Für Christoph Hatz, Chefarzt des Schweizerischen Tropen- und Public Health-Instituts Basel sowie Leiter der Abteilung für übertragbare Krankheiten am Institut für Sozial- und Präventivmedizin an der Universität Zürich, ist das Beispiel der Pocken ein klarer Beweis dafür, dass sich mit Impfkampagnen Krankheiten und viel Leid vermeiden lassen. Auch die Kinderlähmung, einst auch in Europa eine häufige Kinderkrankheit mit schweren Folgen, konnte dank einer guten Durchimpfungsrate fast zum Verschwinden gebracht werden. Leider ist sie in Nigeria wieder aufgeflackert, weil dort religiöse Kreise das Gerücht verbreiteten, die Polio-Impfung mache Mädchen unfruchtbar. Erfolgreich waren und sind auch beispielsweise die Impfungen gegen Diphtherie, Keuchhusten und Starrkrampf. Doch der Erfolg bei der Bekämpfung zahlreicher bedrohlicher Krankheiten ist zugleich deren grösster Feind. Die Gefahr ist gebannt und die Menschen haben die Dramatik und das Leid, welche Seuchen verursachen, vergessen.

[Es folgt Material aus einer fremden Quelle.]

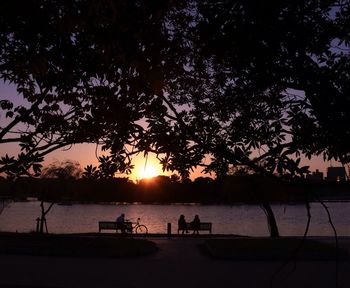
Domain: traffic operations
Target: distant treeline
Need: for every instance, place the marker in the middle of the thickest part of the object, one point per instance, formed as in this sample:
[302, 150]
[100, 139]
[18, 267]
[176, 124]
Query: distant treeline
[231, 189]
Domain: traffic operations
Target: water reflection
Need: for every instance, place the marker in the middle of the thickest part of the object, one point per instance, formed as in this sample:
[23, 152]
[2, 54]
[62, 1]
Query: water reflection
[237, 219]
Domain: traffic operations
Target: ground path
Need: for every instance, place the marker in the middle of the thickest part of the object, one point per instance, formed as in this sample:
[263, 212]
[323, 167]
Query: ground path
[179, 263]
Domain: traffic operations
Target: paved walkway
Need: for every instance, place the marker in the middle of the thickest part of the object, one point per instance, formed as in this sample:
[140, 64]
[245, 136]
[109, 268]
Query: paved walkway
[179, 263]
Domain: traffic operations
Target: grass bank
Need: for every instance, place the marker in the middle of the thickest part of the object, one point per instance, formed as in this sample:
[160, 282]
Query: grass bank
[74, 245]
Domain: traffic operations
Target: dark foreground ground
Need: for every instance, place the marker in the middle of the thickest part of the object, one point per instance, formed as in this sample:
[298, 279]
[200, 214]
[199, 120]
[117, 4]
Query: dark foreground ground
[179, 262]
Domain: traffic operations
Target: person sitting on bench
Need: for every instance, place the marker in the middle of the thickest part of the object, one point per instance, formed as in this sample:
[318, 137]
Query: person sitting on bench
[195, 224]
[121, 222]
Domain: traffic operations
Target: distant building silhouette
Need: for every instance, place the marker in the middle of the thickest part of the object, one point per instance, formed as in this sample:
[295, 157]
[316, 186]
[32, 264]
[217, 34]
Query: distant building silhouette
[316, 176]
[336, 174]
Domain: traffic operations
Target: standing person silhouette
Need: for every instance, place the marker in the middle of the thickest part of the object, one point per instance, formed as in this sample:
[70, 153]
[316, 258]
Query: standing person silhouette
[196, 224]
[182, 224]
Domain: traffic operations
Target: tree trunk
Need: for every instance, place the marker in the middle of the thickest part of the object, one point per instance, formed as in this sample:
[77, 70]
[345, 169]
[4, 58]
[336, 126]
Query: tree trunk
[271, 220]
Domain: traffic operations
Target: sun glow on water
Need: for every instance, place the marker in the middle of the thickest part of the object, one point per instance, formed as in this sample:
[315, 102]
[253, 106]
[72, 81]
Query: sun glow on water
[148, 172]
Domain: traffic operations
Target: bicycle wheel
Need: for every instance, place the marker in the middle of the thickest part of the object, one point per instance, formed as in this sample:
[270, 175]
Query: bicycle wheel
[141, 229]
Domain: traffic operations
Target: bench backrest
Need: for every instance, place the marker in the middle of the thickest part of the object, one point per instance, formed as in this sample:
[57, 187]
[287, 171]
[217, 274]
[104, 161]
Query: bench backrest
[113, 225]
[202, 226]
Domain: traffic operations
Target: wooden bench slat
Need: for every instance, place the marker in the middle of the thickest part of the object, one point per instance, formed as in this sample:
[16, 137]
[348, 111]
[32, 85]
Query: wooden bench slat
[111, 225]
[203, 226]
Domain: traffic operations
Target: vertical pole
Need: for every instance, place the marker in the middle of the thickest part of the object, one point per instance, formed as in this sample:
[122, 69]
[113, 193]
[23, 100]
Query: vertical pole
[169, 229]
[37, 224]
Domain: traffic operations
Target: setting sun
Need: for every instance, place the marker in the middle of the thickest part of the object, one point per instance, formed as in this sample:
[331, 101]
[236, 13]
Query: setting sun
[148, 172]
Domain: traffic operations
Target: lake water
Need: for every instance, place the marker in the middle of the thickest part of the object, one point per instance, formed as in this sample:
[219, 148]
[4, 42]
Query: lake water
[227, 219]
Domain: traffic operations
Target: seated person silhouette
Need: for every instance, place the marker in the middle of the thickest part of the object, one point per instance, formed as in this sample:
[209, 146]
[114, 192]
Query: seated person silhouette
[195, 224]
[182, 224]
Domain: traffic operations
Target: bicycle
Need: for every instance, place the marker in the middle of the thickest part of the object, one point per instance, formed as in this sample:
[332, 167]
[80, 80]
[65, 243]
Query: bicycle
[136, 227]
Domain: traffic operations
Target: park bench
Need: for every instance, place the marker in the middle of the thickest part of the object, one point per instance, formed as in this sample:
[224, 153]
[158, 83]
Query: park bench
[112, 225]
[204, 226]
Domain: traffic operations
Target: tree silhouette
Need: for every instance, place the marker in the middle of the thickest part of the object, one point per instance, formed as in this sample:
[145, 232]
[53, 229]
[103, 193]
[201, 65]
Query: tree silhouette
[218, 83]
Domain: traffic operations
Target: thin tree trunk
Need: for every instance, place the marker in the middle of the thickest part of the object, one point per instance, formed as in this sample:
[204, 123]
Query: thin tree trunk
[43, 216]
[271, 220]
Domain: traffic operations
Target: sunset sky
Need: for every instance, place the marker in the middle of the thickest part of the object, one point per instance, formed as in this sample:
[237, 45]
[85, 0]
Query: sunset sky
[85, 153]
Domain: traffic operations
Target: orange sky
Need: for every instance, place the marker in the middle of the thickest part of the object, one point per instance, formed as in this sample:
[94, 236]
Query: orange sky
[85, 153]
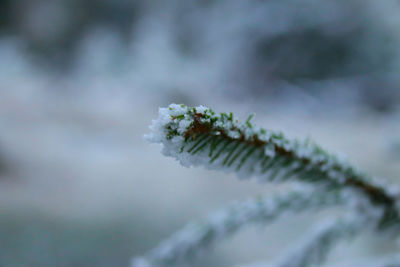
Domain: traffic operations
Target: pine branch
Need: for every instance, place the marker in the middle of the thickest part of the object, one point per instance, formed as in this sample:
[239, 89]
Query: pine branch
[314, 250]
[196, 237]
[199, 136]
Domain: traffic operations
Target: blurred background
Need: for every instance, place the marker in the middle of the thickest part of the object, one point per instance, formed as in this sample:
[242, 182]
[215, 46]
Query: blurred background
[80, 81]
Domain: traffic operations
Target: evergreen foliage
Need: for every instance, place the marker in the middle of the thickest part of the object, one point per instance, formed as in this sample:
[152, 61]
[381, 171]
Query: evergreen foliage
[200, 137]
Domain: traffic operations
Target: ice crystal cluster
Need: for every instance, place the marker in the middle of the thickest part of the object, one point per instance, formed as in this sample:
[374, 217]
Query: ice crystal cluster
[197, 136]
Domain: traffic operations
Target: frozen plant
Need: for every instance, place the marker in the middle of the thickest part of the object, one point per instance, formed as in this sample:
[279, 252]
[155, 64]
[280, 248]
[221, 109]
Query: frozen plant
[197, 136]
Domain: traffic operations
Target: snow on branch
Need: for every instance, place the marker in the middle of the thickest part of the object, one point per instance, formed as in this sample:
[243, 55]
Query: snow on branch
[194, 238]
[197, 136]
[314, 249]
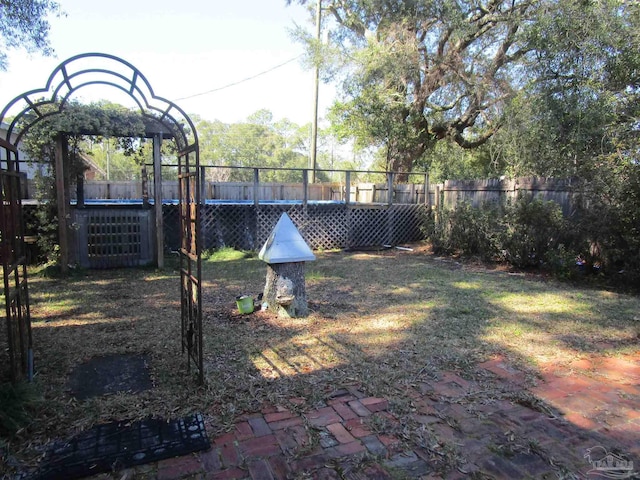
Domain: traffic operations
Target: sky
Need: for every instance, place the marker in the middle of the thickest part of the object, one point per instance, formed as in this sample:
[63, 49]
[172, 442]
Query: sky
[186, 49]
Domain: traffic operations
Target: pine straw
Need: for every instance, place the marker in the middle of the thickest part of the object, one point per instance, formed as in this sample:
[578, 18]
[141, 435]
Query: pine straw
[384, 322]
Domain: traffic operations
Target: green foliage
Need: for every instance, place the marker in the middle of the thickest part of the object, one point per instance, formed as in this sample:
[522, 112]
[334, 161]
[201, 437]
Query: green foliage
[83, 126]
[547, 78]
[531, 229]
[18, 403]
[526, 233]
[467, 230]
[23, 24]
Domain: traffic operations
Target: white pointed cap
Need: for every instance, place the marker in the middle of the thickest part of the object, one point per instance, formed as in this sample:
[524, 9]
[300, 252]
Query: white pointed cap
[285, 244]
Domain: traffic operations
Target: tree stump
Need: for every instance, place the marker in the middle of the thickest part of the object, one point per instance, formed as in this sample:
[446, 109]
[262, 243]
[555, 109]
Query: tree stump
[284, 291]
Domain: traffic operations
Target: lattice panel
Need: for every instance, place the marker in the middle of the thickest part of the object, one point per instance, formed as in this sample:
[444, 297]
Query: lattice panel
[368, 227]
[322, 226]
[328, 227]
[408, 223]
[113, 238]
[230, 226]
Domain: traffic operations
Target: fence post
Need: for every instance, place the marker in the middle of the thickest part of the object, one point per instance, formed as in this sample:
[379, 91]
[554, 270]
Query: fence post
[347, 187]
[256, 186]
[427, 199]
[437, 202]
[62, 204]
[157, 196]
[145, 186]
[305, 186]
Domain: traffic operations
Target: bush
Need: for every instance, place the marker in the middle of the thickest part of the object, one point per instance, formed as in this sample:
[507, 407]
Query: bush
[525, 232]
[532, 232]
[467, 230]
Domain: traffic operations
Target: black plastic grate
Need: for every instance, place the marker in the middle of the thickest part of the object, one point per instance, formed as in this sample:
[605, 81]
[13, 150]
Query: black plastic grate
[112, 446]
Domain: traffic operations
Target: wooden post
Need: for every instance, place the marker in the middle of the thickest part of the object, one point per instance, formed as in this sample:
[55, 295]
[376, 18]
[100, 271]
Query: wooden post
[80, 190]
[145, 186]
[305, 186]
[427, 199]
[256, 186]
[437, 202]
[62, 206]
[347, 187]
[157, 195]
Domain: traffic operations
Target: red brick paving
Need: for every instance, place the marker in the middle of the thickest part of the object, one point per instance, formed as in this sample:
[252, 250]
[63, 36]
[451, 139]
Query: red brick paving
[586, 403]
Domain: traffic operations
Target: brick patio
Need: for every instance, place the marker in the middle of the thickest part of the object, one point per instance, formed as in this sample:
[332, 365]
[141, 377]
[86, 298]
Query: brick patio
[588, 404]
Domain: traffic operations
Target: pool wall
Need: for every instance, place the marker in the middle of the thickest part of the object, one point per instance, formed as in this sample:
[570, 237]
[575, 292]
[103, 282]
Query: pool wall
[323, 225]
[121, 235]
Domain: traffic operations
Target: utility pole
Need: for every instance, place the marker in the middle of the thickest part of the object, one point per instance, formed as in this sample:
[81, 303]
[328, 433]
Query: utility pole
[314, 124]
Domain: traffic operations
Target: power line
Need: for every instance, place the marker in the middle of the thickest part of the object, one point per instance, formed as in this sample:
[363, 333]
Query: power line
[239, 81]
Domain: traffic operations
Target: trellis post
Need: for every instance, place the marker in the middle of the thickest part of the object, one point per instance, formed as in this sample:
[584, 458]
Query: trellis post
[347, 187]
[256, 186]
[427, 200]
[305, 186]
[62, 206]
[157, 195]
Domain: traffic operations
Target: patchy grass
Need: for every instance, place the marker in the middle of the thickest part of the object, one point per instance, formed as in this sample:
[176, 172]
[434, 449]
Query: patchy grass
[385, 322]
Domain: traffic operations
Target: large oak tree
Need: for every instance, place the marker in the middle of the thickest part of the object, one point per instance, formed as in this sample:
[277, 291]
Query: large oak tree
[418, 71]
[24, 24]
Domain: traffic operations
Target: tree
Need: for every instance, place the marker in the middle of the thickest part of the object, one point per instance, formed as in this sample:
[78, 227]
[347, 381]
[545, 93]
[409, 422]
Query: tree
[419, 71]
[23, 24]
[80, 125]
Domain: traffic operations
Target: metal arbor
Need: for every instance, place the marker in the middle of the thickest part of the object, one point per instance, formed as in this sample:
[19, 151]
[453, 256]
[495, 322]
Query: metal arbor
[168, 120]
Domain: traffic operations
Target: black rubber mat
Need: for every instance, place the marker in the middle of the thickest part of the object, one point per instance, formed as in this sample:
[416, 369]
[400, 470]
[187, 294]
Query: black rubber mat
[110, 374]
[117, 445]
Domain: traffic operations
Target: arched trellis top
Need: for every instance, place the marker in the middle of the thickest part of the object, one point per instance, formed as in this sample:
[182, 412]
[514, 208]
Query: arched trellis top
[100, 69]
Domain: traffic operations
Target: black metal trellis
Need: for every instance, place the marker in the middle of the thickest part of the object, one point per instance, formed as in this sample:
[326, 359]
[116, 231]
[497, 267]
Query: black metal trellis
[164, 119]
[14, 268]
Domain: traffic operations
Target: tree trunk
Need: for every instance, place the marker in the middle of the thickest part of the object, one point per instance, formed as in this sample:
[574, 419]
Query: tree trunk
[284, 291]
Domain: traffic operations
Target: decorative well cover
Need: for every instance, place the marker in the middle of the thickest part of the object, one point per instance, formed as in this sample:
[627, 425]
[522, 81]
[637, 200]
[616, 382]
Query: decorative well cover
[285, 244]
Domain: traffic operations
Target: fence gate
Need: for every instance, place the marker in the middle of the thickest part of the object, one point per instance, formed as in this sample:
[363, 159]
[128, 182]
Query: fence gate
[14, 269]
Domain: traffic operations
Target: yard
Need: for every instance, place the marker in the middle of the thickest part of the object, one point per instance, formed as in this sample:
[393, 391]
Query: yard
[388, 323]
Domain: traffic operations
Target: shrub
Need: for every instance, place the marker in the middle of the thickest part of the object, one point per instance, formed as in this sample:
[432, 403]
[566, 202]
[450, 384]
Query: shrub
[532, 231]
[467, 230]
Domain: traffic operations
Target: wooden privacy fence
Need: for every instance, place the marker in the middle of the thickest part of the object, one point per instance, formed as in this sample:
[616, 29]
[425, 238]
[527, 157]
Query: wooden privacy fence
[122, 235]
[479, 192]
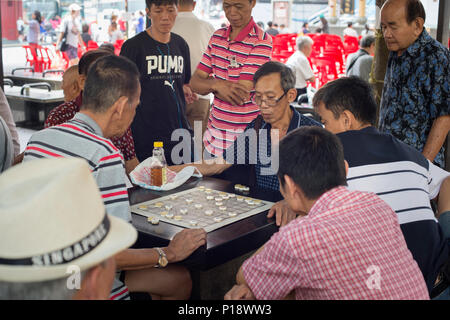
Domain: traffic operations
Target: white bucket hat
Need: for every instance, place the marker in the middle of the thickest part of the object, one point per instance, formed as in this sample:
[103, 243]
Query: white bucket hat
[51, 217]
[74, 7]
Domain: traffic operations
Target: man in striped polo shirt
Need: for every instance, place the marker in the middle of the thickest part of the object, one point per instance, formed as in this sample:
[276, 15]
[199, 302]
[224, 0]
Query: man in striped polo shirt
[233, 55]
[110, 97]
[396, 172]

Bei uns in der Schweiz ist die Masernimpfung immer wieder Gegenstand von Glaubensfragen. Dazu Hatz: Ich bin Mediziner und arbeite mit Fakten, für den Glauben sind andere zuständig. Tatsache ist, dass in einer ungeschützten Populationen bei einer Masernepidemie pro 1 Mio. Krankheitsfällen mit 500 Hirnhautentzündungen gerechnet werden muss, auf 1 Mio. Masernimpfungen dagegen „nur“ mit 1 bis 5 Fällen. Damit spricht Hatz jenen Punkt an, der auch deutlich gesagt werden muss: Jede Impfung hat Nebenwirkungen. Meist handelt es sich um eher harmlose Begleiterscheinungen wie Müdigkeit, Kopfweh und ähnliches. In ganz seltenen Fällen – in der Schweiz alle paar Jahre einmal – kann es zu einer schwereren Komplikation kommen. Menschen mit einer Immunschwäche oder solche, die an einer anderen schweren Krankheit leiden, sind von diesen Betrachtungen selbstverständlich ausgeschlossen. Hier muss der Arzt zusammen mit dem Patienten von Fall zu Fall entscheiden. Grundsätzlich ergibt aber die Güterabwägung, dass eine möglichst hohe Durchimpfungsrate die Bevölkerung vor der betreffenden Krankheit sehr gut zu schützen vermag. In manchen Fällen könnte man sogar Krankheiten definitiv zum Verschwinden bringen, wenn da eben nicht die Sache mit dem Glauben wäre...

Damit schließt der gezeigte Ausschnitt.